Come quello di Cristo e in quanto unito al suo, il nostro personale impegno non sarà inutile, ma certamente fecondo.

In quest'Anno Mariano, che ho indetto perché i fedeli cattolici guardino sempre di più a Maria, che ci precede nel pellegrinaggio della fede e con materna premura intercede per noi davanti al suo Figlio, nostro Redentore, desidero affidare a lei e alla sua intercessione la diffIcile congiuntura del mondo contemporaneo, gli sforzi che si fanno e si faranno, spesso con grandi sofferenze, per contribuire al vero sviluppo dei popoli, proposto e annunciato dal mio predecessore Paolo VI.

Come sempre ha fatto la pietà cristiana, noi presentiamo alla Santissima Vergine le difficili situazioni individuali, perché, esponendole a suo Figlio, ottenga da lui che siano alleviate e cambiate.

Ma le presentiamo, altresì, le situazioni sociali e la stessa crisi internazionale nei loro aspetti preoccupanti di miseria, disoccupazione, carenza di vitto, corsa agli armamenti, disprezzo dei diritti umani, stati o pericoli di conflitto, parziale o totale.

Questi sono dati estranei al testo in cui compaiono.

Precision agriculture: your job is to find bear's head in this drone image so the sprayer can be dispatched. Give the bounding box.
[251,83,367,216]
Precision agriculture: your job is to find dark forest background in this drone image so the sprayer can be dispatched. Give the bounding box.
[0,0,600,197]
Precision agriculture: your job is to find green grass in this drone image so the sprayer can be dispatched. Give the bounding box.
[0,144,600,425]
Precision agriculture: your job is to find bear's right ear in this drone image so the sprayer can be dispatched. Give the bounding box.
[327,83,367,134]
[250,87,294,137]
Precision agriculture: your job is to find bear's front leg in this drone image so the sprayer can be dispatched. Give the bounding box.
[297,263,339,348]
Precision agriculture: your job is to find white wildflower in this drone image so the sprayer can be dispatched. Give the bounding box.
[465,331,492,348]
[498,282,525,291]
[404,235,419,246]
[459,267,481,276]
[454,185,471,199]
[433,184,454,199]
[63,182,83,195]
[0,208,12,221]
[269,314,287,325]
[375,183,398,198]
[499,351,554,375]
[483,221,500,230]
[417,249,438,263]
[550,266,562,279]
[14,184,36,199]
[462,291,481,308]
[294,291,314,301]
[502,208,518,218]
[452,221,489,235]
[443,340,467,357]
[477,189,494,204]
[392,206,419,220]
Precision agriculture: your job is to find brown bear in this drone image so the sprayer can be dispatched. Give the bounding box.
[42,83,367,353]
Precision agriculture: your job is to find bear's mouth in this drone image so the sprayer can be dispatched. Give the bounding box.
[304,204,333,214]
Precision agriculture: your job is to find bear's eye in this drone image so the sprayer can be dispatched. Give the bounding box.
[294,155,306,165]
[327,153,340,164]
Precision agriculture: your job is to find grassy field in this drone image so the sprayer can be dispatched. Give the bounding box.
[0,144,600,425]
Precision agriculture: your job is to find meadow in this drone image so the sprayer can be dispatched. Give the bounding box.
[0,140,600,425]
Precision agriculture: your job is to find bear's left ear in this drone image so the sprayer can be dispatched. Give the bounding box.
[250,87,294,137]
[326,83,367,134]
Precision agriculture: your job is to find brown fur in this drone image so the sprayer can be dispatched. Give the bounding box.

Tutto ciò vogliamo filialmente deporre davanti ai suoi « occhi misericordiosi », ripetendo ancora una volta con fede e speranza l'antica antifona: « Santa Madre di Dio; non disprezzare le suppliche di noi che siamo nella prova, ma liberaci sempre da tutti i pericoli, o Vergine gloriosa e benedetta ».

Maria Santissima, nostra Madre e Regina, è colei che, volgendosi a suo Figlio, dice: « Non hanno più vino » ( Gv 2,3 ), ed è anche colei che loda Dio Padre, perché: « Ha rovesciato i potenti dai troni, ha innalzato gli umili; ha ricolmato di beni gli affamati, ha rimandato i ricchi a mani vuote » ( Lc 1,52s ).

La sua materna sollecitudine si interessa degli aspetti personali e sociali della vita degli uomini sulla terra.

Davanti alla Santissima Trinità, io affido a Maria quanto in questa Lettera ho esposto invitando tutti a riflettere e ad impegnarsi attivamente nel promuovere il vero sviluppo dei popoli, come efficacemente afferma l'orazione della Messa omonima: « O Dio, che hai dato a tutte le genti un'unica origine e vuoi riunirle in una sola famiglia, fa che gli uomini si riconoscano fratelli e promuovano nella solidarietà lo sviluppo di ogni popolo, perché ( … ) si affermino i diritti di ogni persona e la comunità umana conosca un'era di eguaglianza e di pace ».